Question

Let the lines \( (2 - i)z = (2 + i)\bar{z} \) and \( (2 + i)z + (i - 2)\bar{z} - 4i = 0 \), (here \( i^2 = -1 \)) be normal to a circle \( C \). If the line \( iz + \bar{z} + 1 + i = 0 \) is tangent to this circle \( C \), then its radius is :

• A. 3/√2
• B. 1/√2
• C. 3/2√2
• D. 3/√2

Hint:

The center of a circle is the point of intersection of any two of its normals.

Answer 1

The Correct Option is C

Step 1: Find the center of the circle by intersecting the normals.
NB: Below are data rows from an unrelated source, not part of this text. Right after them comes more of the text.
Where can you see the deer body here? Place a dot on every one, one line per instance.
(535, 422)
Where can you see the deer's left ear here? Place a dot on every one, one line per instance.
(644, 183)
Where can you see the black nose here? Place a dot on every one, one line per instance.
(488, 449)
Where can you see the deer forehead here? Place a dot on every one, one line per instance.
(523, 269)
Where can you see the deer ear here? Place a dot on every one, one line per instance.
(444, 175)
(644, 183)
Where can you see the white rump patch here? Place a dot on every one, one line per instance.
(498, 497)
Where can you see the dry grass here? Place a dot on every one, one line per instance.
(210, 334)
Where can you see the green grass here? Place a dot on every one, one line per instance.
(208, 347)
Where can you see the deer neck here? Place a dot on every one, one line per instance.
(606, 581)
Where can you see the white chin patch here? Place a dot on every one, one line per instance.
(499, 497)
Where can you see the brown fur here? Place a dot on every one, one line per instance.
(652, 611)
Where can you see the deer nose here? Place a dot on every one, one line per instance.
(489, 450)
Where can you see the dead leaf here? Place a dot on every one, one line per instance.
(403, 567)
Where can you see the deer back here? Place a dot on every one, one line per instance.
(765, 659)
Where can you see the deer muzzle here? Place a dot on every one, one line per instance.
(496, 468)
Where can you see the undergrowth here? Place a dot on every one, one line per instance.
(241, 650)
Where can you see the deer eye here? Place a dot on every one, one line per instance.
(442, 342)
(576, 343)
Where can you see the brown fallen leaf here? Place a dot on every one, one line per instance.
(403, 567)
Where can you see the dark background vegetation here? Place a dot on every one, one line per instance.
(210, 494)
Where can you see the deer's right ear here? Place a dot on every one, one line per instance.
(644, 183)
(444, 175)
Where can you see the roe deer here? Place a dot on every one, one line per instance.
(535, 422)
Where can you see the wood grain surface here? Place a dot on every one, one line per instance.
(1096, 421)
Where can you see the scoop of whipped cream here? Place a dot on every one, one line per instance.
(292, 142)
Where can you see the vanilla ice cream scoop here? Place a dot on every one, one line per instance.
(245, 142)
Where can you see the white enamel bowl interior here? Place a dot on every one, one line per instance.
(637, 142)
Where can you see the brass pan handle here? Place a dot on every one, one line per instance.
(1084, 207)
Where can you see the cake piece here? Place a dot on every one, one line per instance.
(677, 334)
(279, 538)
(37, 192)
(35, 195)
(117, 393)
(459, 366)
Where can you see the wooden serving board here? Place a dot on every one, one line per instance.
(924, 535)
Line 1: $(2-i)(x+iy) = (2+i)(x-iy) \Rightarrow 2x+2iy-ix+y = 2x-2iy+ix+y \Rightarrow 4iy = 2ix \Rightarrow x=2y$. Line 2: $(2+i)(x+iy) + (i-2)(x-iy) = 4i$. Simplifying gives $x+2y=2$.
Step 2: Solving $x=2y$ and $x+2y=2$ gives $y=1/2, x=1$. Center is $(1, 1/2)$.
Step 3: Convert tangent $iz + \bar{z} + 1 + i = 0$ to Cartesian: $i(x+iy) + (x-iy) + 1 + i = 0 \Rightarrow (x-y+1) + i(x-y+1) = 0 \Rightarrow x-y+1=0$.
Step 4: Radius $r = \frac{|1 - 1/2 + 1|}{\sqrt{1^2 + (-1)^2}} = \frac{3/2}{\sqrt{2}} = \frac{3}{2\sqrt{2}}$.